Coordinate reference system management#

In this chapter, we focus on understanding how the coordinate reference system (CRS) can be managed with raster data using rioxarray library. As we discussed in Chapter 5.3, the process of attaching information about a location to a piece of information is commonly referred as georeferencing. When considering raster data, there are ultimately two relevant parts to the georeferencing of a raster dataset:

  1. the definition of the local, regional, or global system in which a raster’s pixels are located (CRS), and

  2. the parameters by which pixel coordinates are transformed into coordinates in that system.

In the following, we will focus on inspecting different kinds of georeferencing metadata that are supported by rioxarray/rasterio, as well as learn how to reproject a raster from one coordinate reference system to another which is a commonly needed GIS technique when doing geographic data analysis.

Georeferencing raster data - Key concepts#

As we have seen from the previous chapters, raster data represents spatial information as a grid of pixels, commonly used for satellite imagery, elevation models, and land cover maps. However, for a raster to be meaningful in a geographic context, it must be correctly georeferenced. Georeferencing ensures that each pixel corresponds to a specific location on Earth. There are a few central concepts related to georeferencing raster data: the coordinate reference system (CRS), the transform and the affine. Understanding these concepts is crucial for working with spatial data, as they define how a raster aligns with real-world locations.

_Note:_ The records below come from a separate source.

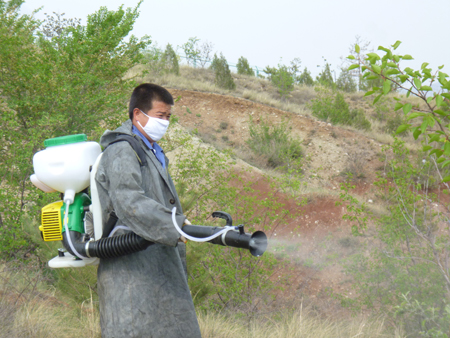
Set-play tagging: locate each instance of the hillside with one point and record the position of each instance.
(319, 240)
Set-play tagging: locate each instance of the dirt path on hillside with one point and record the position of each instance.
(318, 239)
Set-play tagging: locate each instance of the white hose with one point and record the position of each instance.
(195, 239)
(66, 221)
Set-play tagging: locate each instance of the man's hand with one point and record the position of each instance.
(182, 238)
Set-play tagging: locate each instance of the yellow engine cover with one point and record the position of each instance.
(51, 223)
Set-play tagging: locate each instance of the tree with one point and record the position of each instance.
(222, 73)
(325, 78)
(345, 81)
(191, 50)
(169, 60)
(284, 76)
(244, 68)
(64, 84)
(432, 117)
(414, 253)
(359, 55)
(305, 78)
(205, 53)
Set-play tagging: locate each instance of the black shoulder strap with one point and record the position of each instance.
(140, 154)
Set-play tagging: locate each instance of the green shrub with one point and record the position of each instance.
(169, 61)
(244, 67)
(274, 142)
(306, 78)
(222, 73)
(325, 78)
(66, 82)
(331, 106)
(282, 78)
(345, 81)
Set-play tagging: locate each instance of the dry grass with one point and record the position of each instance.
(301, 323)
(29, 307)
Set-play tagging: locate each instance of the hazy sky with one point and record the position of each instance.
(265, 31)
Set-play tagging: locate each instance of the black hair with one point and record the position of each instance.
(144, 95)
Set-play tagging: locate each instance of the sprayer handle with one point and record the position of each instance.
(224, 215)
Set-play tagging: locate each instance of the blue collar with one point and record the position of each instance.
(156, 149)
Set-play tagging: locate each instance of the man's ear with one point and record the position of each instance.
(136, 112)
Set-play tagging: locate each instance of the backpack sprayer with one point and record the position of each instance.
(68, 165)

  • The CRS defines the spatial reference of the raster, specifying how coordinates are measured. It includes a datum (e.g. WGS84) and a projection (e.g. UTM) that determine how the Earth’s curved surface is represented in a flat raster dataset. Without a CRS, a raster lacks geographic context.

  • The transform describes how pixel coordinates (row, column) map to real-world coordinates (e.g., meters or degrees). It defines the raster’s scale, rotation, and location.

  • The affine transformation is a mathematical model commonly used in Python to define the spatial transformation of raster data. It consists of six parameters that control translation (position), scaling (resolution), and rotation/skew.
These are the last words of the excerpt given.